Donnerstag, 11. Februar 2016

Brief 106 vom 9./15.2.1941


Meine liebe Frau!                                                                             O.U., den 9.2.1941     

Wieder haben wir Sonntag. Einen Tag, an dem man sich ausruhen kann. Man merkt es heute förmlich. An Wochentagen, da haben wir einen Autoverkehr durch unsere Straße und in der ganzen Stadt. Kolonnenweise fahren sie hier durch, vom kleinsten Personenwagen bis zum größten Lastzug. Heute ist es wie ausgestorben. Wir sind auch nicht böse darum. Ich habe mit meinem Kameraden Graser wieder mein sonntägliches Morgenbad genommen. Es hat uns außerordentlich gut getan. Notwendig ist es ja immer wieder, und letzten Endes soll man solche liebgewordenen Gewohnheiten nicht aufgeben.
Manchmal will es scheinen, als ob es hier auch auf den Frühling zugeht. Vor Tagen habe ich schon Schwärme von Staren gesehen, die sich noch in der Stadt aufhalten, bis das Wetter draußen für sie brauchbar ist. Heute ist ein ganz mildes Wetter und ein lauer Wind weht durch die Straße. Ich bin froh darum, denn dann wird die Versorgung der Stadt mit Kohle nicht zu einem gar so schwierigen Problem.
Gestern hat Graser seine Beförderung, die er in der Heimat erfahren hat, auch hier bestätigt erhalten. Er ist jetzt Sekretär und steht jetzt im Range eines Leutnants. Er hat sich mächtig darüber gefreut und wir auch mit. Diese ganze Beförderung ist ja auch noch eine Geldangelegenheit. Mit seinem Bekleidungsgeld und mit seiner Nachzahlung erhält er etwa 500.-RM ausbezahlt. Im Laufe der kommenden Tage wird wohl bei ihm nun damit eine Feier verbunden werden. Wie es nun mit meinem Kurs werden wird, bin ich gespannt. Ehe ich aber von dem Zustandekommen von Karlsruhe keinen Bescheid bekomme, nützt nun wieder jede Genehmigung von hier nichts. Ich werde es wieder mit dem bewährten Prinzip halten müssen, abwarten.
Gestern erhielt ich Deinen lieben Brief vom 5.2. Ich muß leider immer wieder lesen, dass die Post so unregelmäßig bei Dir eingeht. Den Weihnachtsbaum habt Ihr nun endgültig versorgt. Wegen der Schokolade will ich sehen, ob ich nochmals ein Paket bekommen kann. Bestimmt kann ich es nicht versprechen, aber Du weißt ja, dass ich Dir gerne so einen kleinen Wunsch erfülle, wenn es mir möglich ist.
Jetzt haben wir es hier auch soweit, dass die jüdischen Geschäfte gekennzeichnet worden sind. Alle haben ein großes gelbes Plakat in drei Sprachen mit einem großen blauen Stern. Diese Maßnahme ist ja vorwiegend wegen den Soldaten durchgeführt worden. Verschiedene lassen sich aber immer noch durch die billigeren Preise anlocken und gehen doch noch hinein. Der Ordnungsdienst hat da schon zu tun, um derartige Ausschreitungen zu verhindern. Es ist aber sehr wichtig gewesen, dass dies gemacht wurde, man sieht jetzt erst, wie viele es solche Geschäfte gegeben hat.
Ich grüße Euch alle wieder recht herzlich und sende Euch ebenso viele herzliche Küsse. Dein Ernst.

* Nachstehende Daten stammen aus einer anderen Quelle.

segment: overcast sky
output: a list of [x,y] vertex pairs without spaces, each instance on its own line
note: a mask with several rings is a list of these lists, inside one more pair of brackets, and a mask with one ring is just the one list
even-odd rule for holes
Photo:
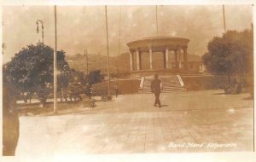
[[[251,26],[253,7],[225,5],[225,15],[228,30],[241,31]],[[119,23],[120,53],[128,52],[130,41],[156,36],[155,6],[108,6],[108,18],[110,55],[118,55]],[[44,22],[44,43],[54,47],[53,6],[3,7],[3,62],[22,47],[42,41],[37,20]],[[104,6],[58,6],[57,21],[58,49],[107,55]],[[158,6],[158,26],[160,36],[189,38],[188,52],[202,55],[207,43],[224,32],[222,6]]]

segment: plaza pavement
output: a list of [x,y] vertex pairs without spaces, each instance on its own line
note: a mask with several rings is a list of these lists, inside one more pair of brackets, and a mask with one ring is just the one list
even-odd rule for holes
[[153,94],[124,95],[77,113],[20,116],[16,155],[253,151],[253,100],[222,92],[161,94],[161,108]]

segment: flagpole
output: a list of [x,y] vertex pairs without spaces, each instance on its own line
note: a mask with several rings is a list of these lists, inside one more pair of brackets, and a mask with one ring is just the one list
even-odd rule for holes
[[158,37],[157,5],[155,6],[155,22],[156,22],[156,36]]
[[108,53],[108,96],[110,95],[110,75],[109,75],[109,54],[108,54],[108,13],[107,5],[105,5],[105,16],[106,16],[106,32],[107,32],[107,53]]
[[57,108],[57,7],[56,7],[56,5],[55,5],[54,113],[58,113],[58,108]]
[[223,21],[224,21],[224,32],[226,32],[226,18],[225,18],[225,7],[224,5],[222,5],[222,11],[223,11]]

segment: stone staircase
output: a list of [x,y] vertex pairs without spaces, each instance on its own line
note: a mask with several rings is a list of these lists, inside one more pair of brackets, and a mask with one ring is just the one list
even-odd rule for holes
[[[154,78],[143,77],[140,83],[140,92],[151,92],[150,84],[153,79]],[[179,75],[159,77],[159,79],[162,83],[163,90],[161,90],[161,92],[163,93],[185,90],[184,84]]]

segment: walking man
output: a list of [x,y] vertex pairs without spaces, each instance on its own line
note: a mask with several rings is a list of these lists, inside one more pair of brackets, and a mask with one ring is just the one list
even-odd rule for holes
[[160,94],[162,90],[162,84],[160,79],[158,79],[158,75],[154,74],[154,79],[151,82],[151,91],[154,93],[155,100],[154,106],[156,107],[158,105],[159,107],[161,107],[161,103],[160,101]]
[[117,97],[119,95],[119,85],[118,84],[115,84],[115,85],[113,86],[114,89],[114,93],[115,93],[115,96]]

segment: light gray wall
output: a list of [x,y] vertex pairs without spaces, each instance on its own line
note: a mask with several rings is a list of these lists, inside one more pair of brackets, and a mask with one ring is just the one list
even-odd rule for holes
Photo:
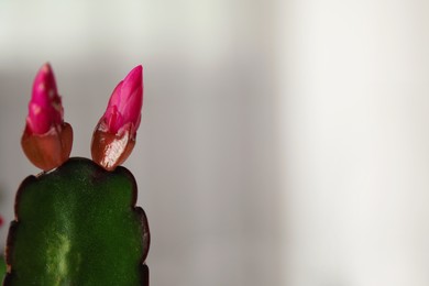
[[[21,152],[31,86],[48,61],[73,156],[127,73],[144,66],[125,166],[147,212],[153,285],[278,285],[278,107],[268,1],[1,1],[0,212],[38,170]],[[7,227],[0,230],[4,245]]]

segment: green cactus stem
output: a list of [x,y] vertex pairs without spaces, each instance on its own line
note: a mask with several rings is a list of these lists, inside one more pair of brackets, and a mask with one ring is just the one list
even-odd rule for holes
[[80,157],[25,178],[3,285],[148,285],[150,231],[136,195],[127,168]]

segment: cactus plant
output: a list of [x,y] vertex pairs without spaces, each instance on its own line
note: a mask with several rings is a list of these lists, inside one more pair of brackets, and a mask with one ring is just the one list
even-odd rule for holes
[[18,189],[3,285],[148,285],[147,219],[135,207],[133,175],[119,166],[134,146],[142,99],[139,66],[114,89],[96,127],[94,161],[69,158],[73,131],[52,69],[42,67],[22,146],[44,172]]

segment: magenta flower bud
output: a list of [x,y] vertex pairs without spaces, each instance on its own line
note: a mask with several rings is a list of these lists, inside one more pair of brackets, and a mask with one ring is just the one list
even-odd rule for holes
[[63,123],[62,99],[50,64],[45,64],[34,79],[26,122],[35,134],[44,134],[52,127]]
[[131,154],[143,105],[143,67],[134,67],[114,88],[92,135],[92,160],[108,170]]
[[50,64],[45,64],[34,79],[25,131],[21,140],[25,155],[44,170],[58,167],[70,155],[73,130],[64,122],[63,114],[54,73]]

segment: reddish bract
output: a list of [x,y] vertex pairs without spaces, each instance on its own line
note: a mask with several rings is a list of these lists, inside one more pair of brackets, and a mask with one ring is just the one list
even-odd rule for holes
[[50,64],[45,64],[34,79],[29,116],[21,139],[24,154],[43,170],[58,167],[70,156],[73,129],[64,122],[63,116],[54,73]]

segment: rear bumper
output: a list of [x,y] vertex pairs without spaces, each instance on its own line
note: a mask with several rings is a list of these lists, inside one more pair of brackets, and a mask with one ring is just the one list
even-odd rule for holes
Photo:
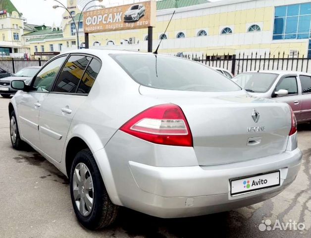
[[[121,203],[118,205],[158,217],[186,217],[245,207],[275,196],[295,180],[302,156],[297,148],[251,161],[211,166],[159,167],[123,161],[127,166],[112,168],[112,171]],[[114,163],[109,161],[113,167]],[[230,179],[276,170],[280,171],[279,186],[231,195]]]

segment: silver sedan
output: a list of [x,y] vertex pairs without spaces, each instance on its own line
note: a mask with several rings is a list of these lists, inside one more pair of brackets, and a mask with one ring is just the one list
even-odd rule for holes
[[288,104],[193,61],[75,51],[11,86],[20,90],[8,108],[13,147],[29,144],[69,178],[90,229],[110,225],[120,206],[177,218],[248,206],[300,168]]

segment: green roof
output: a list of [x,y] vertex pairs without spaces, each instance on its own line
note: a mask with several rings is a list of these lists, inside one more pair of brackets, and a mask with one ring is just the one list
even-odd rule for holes
[[207,2],[209,2],[209,1],[207,0],[163,0],[156,2],[156,10],[184,7]]
[[57,35],[52,35],[51,36],[47,36],[45,37],[30,39],[28,40],[28,42],[42,41],[44,41],[45,40],[48,40],[48,39],[51,39],[62,38],[63,38],[62,34],[58,34]]
[[62,35],[62,31],[52,31],[52,27],[47,27],[44,30],[40,30],[37,31],[34,31],[33,32],[30,32],[29,33],[25,34],[23,35],[24,36],[38,36],[40,35],[55,35],[55,34],[61,34]]
[[5,10],[9,13],[16,11],[20,16],[21,15],[10,0],[0,0],[0,10]]

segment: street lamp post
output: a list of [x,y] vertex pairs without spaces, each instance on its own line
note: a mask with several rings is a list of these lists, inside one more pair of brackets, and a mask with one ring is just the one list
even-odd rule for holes
[[[46,1],[47,0],[44,0]],[[76,34],[77,34],[77,46],[78,47],[78,49],[80,49],[80,46],[79,46],[80,43],[79,42],[79,23],[80,22],[80,21],[81,20],[81,16],[83,14],[83,11],[84,10],[84,9],[85,8],[86,6],[87,5],[88,5],[89,3],[92,2],[92,1],[99,1],[100,2],[102,2],[103,1],[103,0],[91,0],[91,1],[88,2],[87,3],[86,3],[84,5],[83,8],[82,8],[82,10],[81,11],[81,12],[80,13],[80,16],[79,16],[79,20],[78,20],[78,27],[77,27],[77,24],[76,24],[76,23],[75,22],[74,18],[73,16],[72,16],[72,15],[71,14],[71,13],[70,12],[70,11],[69,11],[68,9],[68,8],[67,7],[66,7],[66,6],[65,6],[65,5],[63,4],[62,4],[61,2],[60,2],[58,0],[53,0],[57,2],[60,5],[61,5],[61,6],[59,6],[58,5],[55,5],[53,6],[53,8],[54,9],[56,9],[57,7],[61,7],[62,8],[64,8],[65,10],[66,10],[68,12],[68,13],[69,13],[69,15],[70,16],[70,17],[71,18],[71,19],[72,20],[72,22],[73,22],[73,24],[74,24],[75,28],[76,28]]]

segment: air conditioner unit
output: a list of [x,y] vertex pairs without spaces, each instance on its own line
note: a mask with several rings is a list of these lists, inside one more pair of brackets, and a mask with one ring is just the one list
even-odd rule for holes
[[129,44],[135,44],[135,37],[130,37],[128,39]]

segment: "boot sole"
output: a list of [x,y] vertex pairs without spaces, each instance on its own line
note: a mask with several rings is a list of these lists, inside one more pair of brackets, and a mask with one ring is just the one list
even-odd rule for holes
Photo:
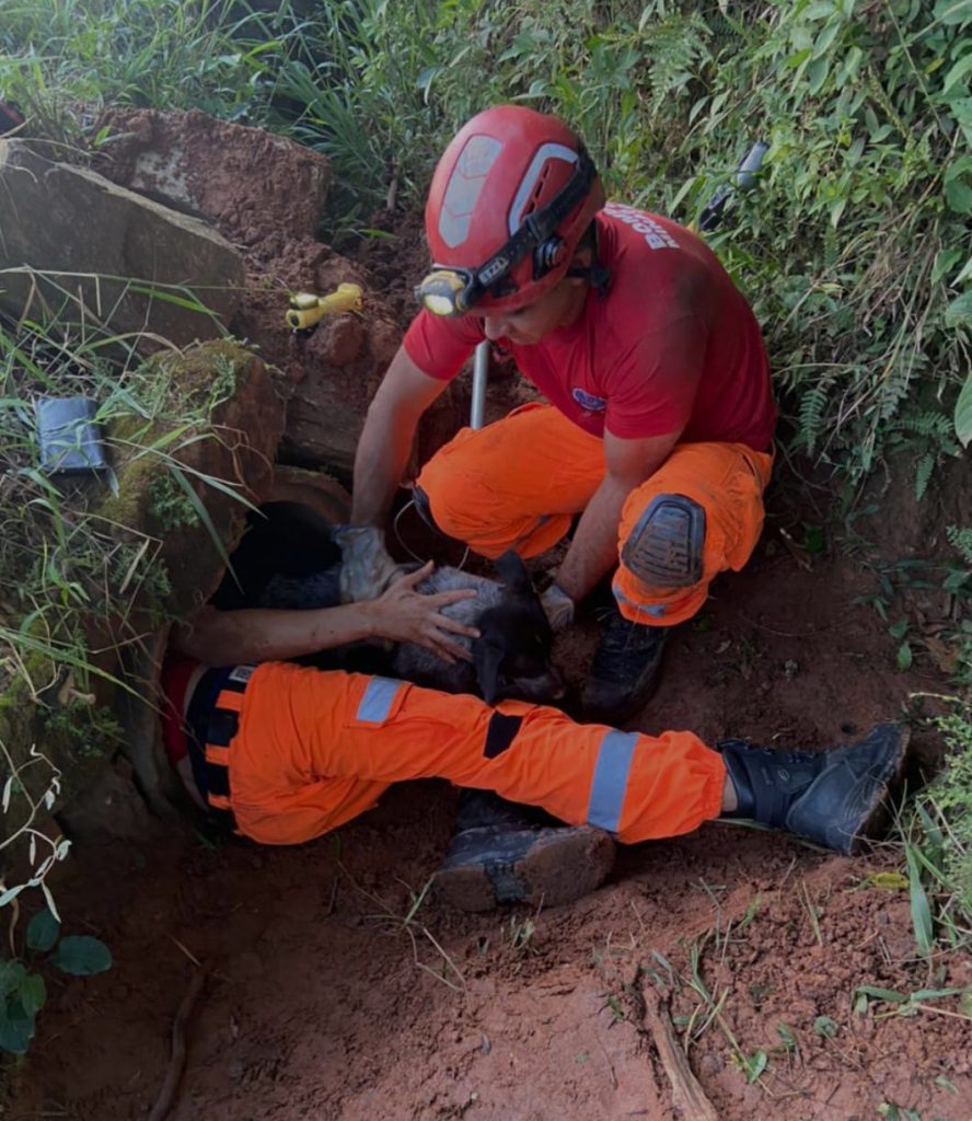
[[[614,842],[602,830],[557,830],[536,842],[512,865],[483,863],[446,868],[436,893],[460,910],[488,911],[502,904],[561,907],[593,891],[614,864]],[[498,898],[501,883],[503,898]]]
[[[889,752],[882,760],[880,772],[869,775],[870,787],[868,789],[869,804],[860,807],[857,828],[853,833],[849,830],[841,830],[835,833],[830,844],[846,856],[859,855],[869,841],[887,832],[891,821],[891,809],[888,805],[889,793],[898,785],[905,770],[908,754],[908,741],[910,730],[899,724],[879,724],[860,743],[849,744],[848,750],[862,747],[868,740],[879,736],[892,735],[894,753]],[[872,765],[873,766],[873,765]],[[840,839],[837,842],[836,839]]]
[[898,726],[896,731],[898,733],[897,757],[888,760],[888,767],[883,775],[876,776],[878,786],[874,791],[874,802],[850,842],[850,855],[852,856],[859,855],[869,841],[887,833],[888,825],[891,822],[892,814],[888,805],[889,795],[899,786],[905,773],[905,763],[908,758],[908,742],[911,739],[911,730],[909,728]]

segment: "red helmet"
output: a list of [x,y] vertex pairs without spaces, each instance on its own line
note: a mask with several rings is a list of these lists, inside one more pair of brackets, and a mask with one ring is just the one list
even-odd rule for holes
[[603,205],[594,165],[563,121],[487,109],[435,169],[425,207],[433,271],[416,294],[439,315],[530,304],[567,271]]

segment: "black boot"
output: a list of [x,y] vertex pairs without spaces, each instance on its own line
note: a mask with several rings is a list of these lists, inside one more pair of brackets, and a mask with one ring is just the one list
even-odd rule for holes
[[593,891],[614,863],[614,842],[589,825],[545,825],[541,815],[488,791],[466,791],[456,834],[435,877],[462,910],[499,904],[557,907]]
[[655,692],[672,628],[629,622],[615,603],[609,612],[584,683],[582,704],[585,720],[622,724]]
[[897,724],[878,724],[860,743],[820,752],[719,743],[739,799],[728,816],[751,817],[855,855],[885,822],[888,788],[900,776],[908,735]]

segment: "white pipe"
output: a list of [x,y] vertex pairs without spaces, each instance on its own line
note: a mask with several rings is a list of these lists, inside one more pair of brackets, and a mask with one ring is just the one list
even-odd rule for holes
[[472,360],[472,404],[469,409],[470,428],[482,428],[485,418],[485,383],[490,371],[490,344],[484,339],[475,349]]

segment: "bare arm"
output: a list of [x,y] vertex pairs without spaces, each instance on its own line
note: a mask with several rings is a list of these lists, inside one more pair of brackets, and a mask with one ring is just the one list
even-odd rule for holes
[[665,462],[679,433],[621,439],[604,433],[608,472],[581,516],[556,583],[574,603],[618,563],[618,525],[624,500]]
[[401,482],[419,417],[448,382],[431,378],[399,346],[368,408],[354,456],[351,520],[381,526]]
[[397,580],[383,595],[363,603],[309,611],[244,608],[217,611],[203,608],[185,626],[176,627],[170,649],[204,666],[234,666],[248,661],[283,661],[328,650],[360,639],[418,642],[446,661],[469,659],[465,647],[450,634],[476,638],[479,631],[441,613],[439,609],[475,595],[471,589],[422,595],[416,584],[432,573],[432,564]]

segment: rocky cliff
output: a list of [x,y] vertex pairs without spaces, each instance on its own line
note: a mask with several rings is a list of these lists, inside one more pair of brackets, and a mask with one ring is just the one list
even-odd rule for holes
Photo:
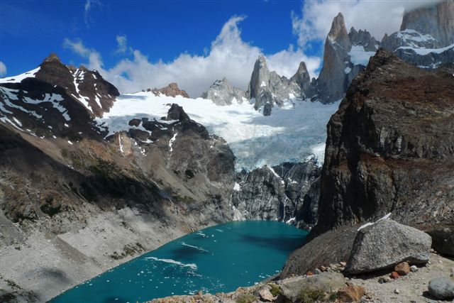
[[238,103],[245,101],[245,94],[241,89],[231,86],[224,77],[222,80],[216,80],[201,97],[209,99],[216,105],[230,105],[233,101]]
[[317,187],[320,170],[310,160],[238,173],[231,198],[236,217],[277,220],[310,228],[316,222],[314,209],[319,196],[318,192],[311,189]]
[[178,84],[175,82],[170,83],[167,87],[162,87],[160,89],[148,89],[147,91],[152,92],[155,96],[159,96],[160,94],[162,94],[167,97],[182,96],[184,98],[189,97],[189,95],[186,92],[186,91],[179,89]]
[[358,225],[387,213],[440,237],[453,228],[453,101],[452,74],[379,50],[328,125],[319,220],[283,276],[346,260]]

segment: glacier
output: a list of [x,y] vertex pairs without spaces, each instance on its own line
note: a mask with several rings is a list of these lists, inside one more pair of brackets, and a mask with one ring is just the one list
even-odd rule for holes
[[237,170],[252,170],[282,162],[303,162],[315,158],[323,163],[326,124],[339,101],[331,104],[289,99],[265,116],[248,101],[219,106],[211,100],[181,96],[155,96],[152,92],[123,94],[109,112],[97,119],[109,134],[128,130],[133,118],[160,121],[175,103],[210,133],[223,138],[233,151]]

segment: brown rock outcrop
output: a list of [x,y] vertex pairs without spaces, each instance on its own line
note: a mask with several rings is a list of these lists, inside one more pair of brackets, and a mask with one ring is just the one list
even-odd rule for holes
[[172,82],[170,83],[165,87],[162,87],[160,89],[154,88],[153,89],[147,89],[148,92],[151,91],[155,96],[158,96],[160,94],[165,94],[167,97],[177,97],[177,96],[182,96],[184,98],[189,98],[189,95],[184,90],[179,89],[178,88],[178,84],[177,83]]

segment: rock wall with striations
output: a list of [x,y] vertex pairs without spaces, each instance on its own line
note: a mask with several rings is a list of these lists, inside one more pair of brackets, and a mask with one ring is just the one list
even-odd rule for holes
[[328,123],[317,224],[282,277],[346,260],[359,225],[388,213],[444,249],[454,226],[453,121],[452,74],[379,50]]

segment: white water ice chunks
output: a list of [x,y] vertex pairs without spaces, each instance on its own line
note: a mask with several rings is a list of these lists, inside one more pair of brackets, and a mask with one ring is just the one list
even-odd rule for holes
[[382,220],[386,220],[387,219],[389,219],[389,217],[391,216],[391,213],[388,213],[386,215],[384,215],[382,218],[379,219],[378,220],[377,220],[375,222],[368,222],[366,223],[365,224],[363,224],[362,226],[360,226],[359,228],[358,228],[358,231],[359,231],[360,230],[364,228],[365,227],[367,227],[370,226],[371,225],[375,224],[375,223],[378,222],[379,221],[382,221]]
[[147,257],[147,260],[153,260],[156,262],[162,262],[164,263],[170,264],[171,266],[175,266],[181,268],[189,268],[194,270],[197,270],[197,265],[195,263],[183,263],[182,262],[177,261],[172,259],[160,259],[156,257]]
[[209,250],[206,250],[206,249],[204,249],[204,248],[201,248],[201,247],[199,247],[199,246],[194,246],[194,245],[190,245],[190,244],[188,244],[188,243],[185,243],[185,242],[182,242],[182,243],[181,243],[181,244],[182,244],[183,246],[186,246],[186,247],[187,247],[187,248],[194,249],[194,250],[198,250],[198,251],[199,251],[199,252],[201,252],[201,253],[209,253]]

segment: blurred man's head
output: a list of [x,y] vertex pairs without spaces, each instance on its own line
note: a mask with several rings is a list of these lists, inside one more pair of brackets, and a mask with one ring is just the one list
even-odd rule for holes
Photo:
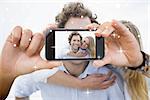
[[[72,2],[66,4],[55,19],[58,28],[82,29],[91,23],[97,23],[93,18],[92,12],[84,7],[82,3]],[[87,63],[88,61],[76,60],[69,61],[73,64]]]
[[[97,16],[94,18],[92,12],[85,8],[83,3],[71,2],[64,6],[62,11],[56,16],[55,21],[58,23],[59,28],[81,28],[89,23],[97,23],[96,18]],[[85,20],[88,20],[88,22]],[[68,22],[71,23],[71,26],[68,26]],[[75,27],[76,25],[78,27]]]

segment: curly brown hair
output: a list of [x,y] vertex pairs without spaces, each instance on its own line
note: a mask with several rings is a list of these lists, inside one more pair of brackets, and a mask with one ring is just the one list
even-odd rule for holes
[[55,21],[58,24],[58,28],[64,28],[66,22],[71,17],[89,17],[91,23],[98,23],[95,17],[92,16],[92,12],[85,8],[83,3],[80,2],[70,2],[69,4],[65,4],[62,11],[55,17]]
[[79,36],[80,36],[80,40],[82,40],[82,36],[81,36],[77,31],[73,31],[73,32],[69,35],[69,37],[68,37],[69,44],[71,43],[72,37],[73,37],[73,36],[77,36],[77,35],[79,35]]

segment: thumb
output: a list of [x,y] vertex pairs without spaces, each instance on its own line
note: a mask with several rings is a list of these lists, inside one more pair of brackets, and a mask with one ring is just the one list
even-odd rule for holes
[[37,66],[34,66],[36,70],[38,69],[51,69],[54,67],[58,67],[58,66],[62,66],[62,62],[61,61],[46,61],[46,60],[42,60],[40,62],[38,62]]

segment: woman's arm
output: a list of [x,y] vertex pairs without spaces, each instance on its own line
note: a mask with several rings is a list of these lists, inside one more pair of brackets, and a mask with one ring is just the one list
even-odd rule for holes
[[[115,79],[107,80],[112,77],[112,73],[108,74],[92,74],[84,79],[79,79],[63,71],[57,71],[54,75],[48,78],[49,84],[58,84],[66,87],[79,88],[79,89],[106,89],[111,86]],[[103,83],[107,80],[106,83]]]

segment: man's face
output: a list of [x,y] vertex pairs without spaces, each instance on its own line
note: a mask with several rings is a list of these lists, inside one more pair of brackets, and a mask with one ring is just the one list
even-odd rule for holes
[[82,49],[87,49],[88,48],[88,45],[89,45],[89,39],[88,38],[84,38],[83,41],[82,41],[82,46],[81,48]]
[[[89,24],[91,24],[91,20],[89,17],[84,17],[84,18],[71,17],[65,24],[65,28],[84,29],[85,26]],[[70,61],[70,62],[73,64],[87,63],[87,61],[82,61],[82,60],[75,60],[75,61]]]
[[81,38],[79,35],[74,35],[70,41],[70,46],[73,52],[77,52],[81,46]]

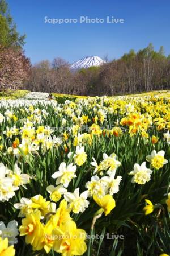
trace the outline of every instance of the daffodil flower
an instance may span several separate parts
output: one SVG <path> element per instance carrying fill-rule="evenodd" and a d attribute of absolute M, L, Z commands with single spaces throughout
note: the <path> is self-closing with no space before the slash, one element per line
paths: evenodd
<path fill-rule="evenodd" d="M 52 177 L 56 179 L 56 185 L 62 184 L 65 188 L 67 188 L 72 179 L 76 177 L 76 166 L 71 163 L 66 167 L 66 163 L 61 163 L 59 166 L 59 170 L 54 172 Z"/>
<path fill-rule="evenodd" d="M 143 210 L 144 212 L 145 215 L 148 215 L 154 211 L 154 205 L 148 199 L 145 199 L 145 201 L 147 204 L 144 207 Z"/>
<path fill-rule="evenodd" d="M 80 195 L 79 188 L 76 188 L 73 193 L 67 192 L 64 195 L 65 199 L 69 203 L 70 208 L 74 213 L 78 214 L 85 211 L 88 207 L 89 201 L 87 200 L 88 191 L 84 191 Z"/>
<path fill-rule="evenodd" d="M 164 155 L 165 151 L 163 150 L 161 150 L 158 153 L 156 150 L 153 150 L 151 155 L 147 156 L 146 159 L 151 163 L 151 168 L 155 168 L 155 169 L 159 170 L 162 168 L 164 164 L 168 163 L 168 161 L 164 158 Z"/>
<path fill-rule="evenodd" d="M 110 213 L 116 206 L 115 200 L 110 195 L 106 195 L 102 198 L 99 198 L 97 196 L 93 196 L 94 200 L 101 207 L 105 216 Z"/>
<path fill-rule="evenodd" d="M 133 176 L 131 180 L 133 183 L 143 185 L 150 180 L 152 173 L 152 171 L 146 168 L 146 162 L 144 162 L 141 166 L 137 163 L 135 164 L 134 170 L 129 174 Z"/>
<path fill-rule="evenodd" d="M 61 198 L 62 195 L 67 192 L 67 189 L 64 188 L 62 185 L 59 185 L 57 187 L 50 185 L 47 187 L 46 191 L 50 194 L 50 199 L 54 202 L 59 201 Z"/>

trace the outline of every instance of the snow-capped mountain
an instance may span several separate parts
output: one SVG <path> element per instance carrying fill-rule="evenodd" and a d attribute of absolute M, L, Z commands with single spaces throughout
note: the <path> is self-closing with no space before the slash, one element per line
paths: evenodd
<path fill-rule="evenodd" d="M 80 69 L 81 68 L 88 68 L 90 67 L 98 67 L 104 63 L 105 63 L 105 61 L 97 56 L 91 56 L 74 62 L 70 65 L 70 68 L 72 70 Z"/>

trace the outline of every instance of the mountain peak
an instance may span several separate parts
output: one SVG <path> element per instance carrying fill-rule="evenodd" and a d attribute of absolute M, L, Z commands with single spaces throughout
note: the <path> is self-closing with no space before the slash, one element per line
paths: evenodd
<path fill-rule="evenodd" d="M 90 67 L 98 67 L 105 63 L 105 61 L 97 56 L 87 56 L 73 63 L 71 69 L 80 69 Z"/>

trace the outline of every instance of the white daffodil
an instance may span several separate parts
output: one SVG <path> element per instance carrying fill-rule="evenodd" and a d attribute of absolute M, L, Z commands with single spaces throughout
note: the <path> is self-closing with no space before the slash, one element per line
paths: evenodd
<path fill-rule="evenodd" d="M 146 159 L 147 161 L 151 163 L 151 168 L 155 168 L 156 170 L 159 170 L 162 168 L 164 164 L 166 164 L 168 163 L 168 160 L 164 158 L 165 151 L 161 150 L 156 153 L 156 150 L 153 150 L 151 155 L 146 156 Z"/>
<path fill-rule="evenodd" d="M 141 166 L 137 163 L 135 164 L 134 170 L 129 173 L 129 175 L 133 175 L 131 180 L 133 183 L 143 185 L 150 180 L 152 173 L 152 171 L 146 168 L 146 162 L 144 162 Z"/>
<path fill-rule="evenodd" d="M 23 217 L 27 214 L 30 214 L 33 212 L 32 208 L 32 201 L 28 198 L 22 197 L 20 203 L 17 203 L 14 205 L 15 208 L 20 210 L 19 217 Z"/>
<path fill-rule="evenodd" d="M 54 172 L 52 177 L 56 179 L 56 185 L 62 184 L 65 188 L 67 188 L 72 179 L 76 177 L 76 166 L 71 163 L 66 167 L 66 163 L 61 163 L 59 166 L 59 170 Z"/>
<path fill-rule="evenodd" d="M 168 130 L 167 133 L 164 133 L 164 138 L 167 139 L 168 144 L 170 144 L 170 133 Z"/>
<path fill-rule="evenodd" d="M 94 166 L 95 168 L 95 170 L 94 170 L 94 174 L 96 174 L 99 170 L 99 166 L 98 165 L 97 163 L 96 162 L 95 158 L 92 158 L 92 159 L 94 160 L 94 162 L 91 162 L 90 163 L 90 164 L 92 166 Z"/>
<path fill-rule="evenodd" d="M 15 191 L 19 187 L 13 185 L 14 179 L 7 177 L 10 170 L 6 167 L 2 163 L 0 163 L 0 201 L 8 201 L 15 196 Z"/>
<path fill-rule="evenodd" d="M 2 239 L 7 237 L 10 245 L 17 243 L 18 240 L 15 237 L 19 234 L 17 226 L 18 223 L 15 220 L 10 221 L 7 227 L 3 221 L 0 221 L 0 237 L 2 237 Z"/>
<path fill-rule="evenodd" d="M 5 117 L 2 114 L 0 114 L 0 123 L 2 123 L 4 120 Z"/>
<path fill-rule="evenodd" d="M 101 180 L 106 183 L 106 186 L 108 187 L 109 194 L 113 195 L 117 193 L 119 191 L 119 185 L 122 179 L 121 176 L 118 176 L 116 179 L 114 173 L 112 173 L 110 176 L 103 177 Z"/>
<path fill-rule="evenodd" d="M 105 196 L 108 190 L 104 182 L 96 175 L 91 177 L 91 181 L 86 183 L 86 188 L 87 188 L 90 196 L 96 195 L 99 198 Z"/>
<path fill-rule="evenodd" d="M 70 158 L 73 152 L 70 152 L 68 154 L 68 158 Z M 82 166 L 86 161 L 87 155 L 84 151 L 84 147 L 81 145 L 76 147 L 75 153 L 73 156 L 75 163 L 78 166 Z"/>
<path fill-rule="evenodd" d="M 14 172 L 10 171 L 8 176 L 13 179 L 13 185 L 15 187 L 23 186 L 26 189 L 25 184 L 29 183 L 31 177 L 27 174 L 22 174 L 22 170 L 18 167 L 17 163 L 14 165 Z"/>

Meine liebe Annie!                                                                  O.U., den 15.2.1941    

Ich habe Deine Briefe laufend erhalten. Die letzten Tage war ich sehr in Anspruch genommen, vor allem auch deshalb, weil ich immer in der Spannung bin, dass ich weg komme. Heute ist nun die Bestätigung gekommen, dass ich von meinem Chef für 3 Monate beurlaubt werden kann. Es hat sich also etwas länger hinaus gezogen, wie ich dachte. Meine Reise werde ich also wahrscheinlich am Dienstag oder Mittwoch antreten, je nach dem, wie es der Dienst erlaubt. Ich werde erst zwei Tage zu Euch kommen und dann nach Karlsruhe fahren. Über alles Weitere können wir ja sprechen. Ich freue mich jedenfalls auf unser Wiedersehen.
Für heute grüße und küsse ich Euch alle und Dich besonders, wenn ich heim komme. Dein Ernst.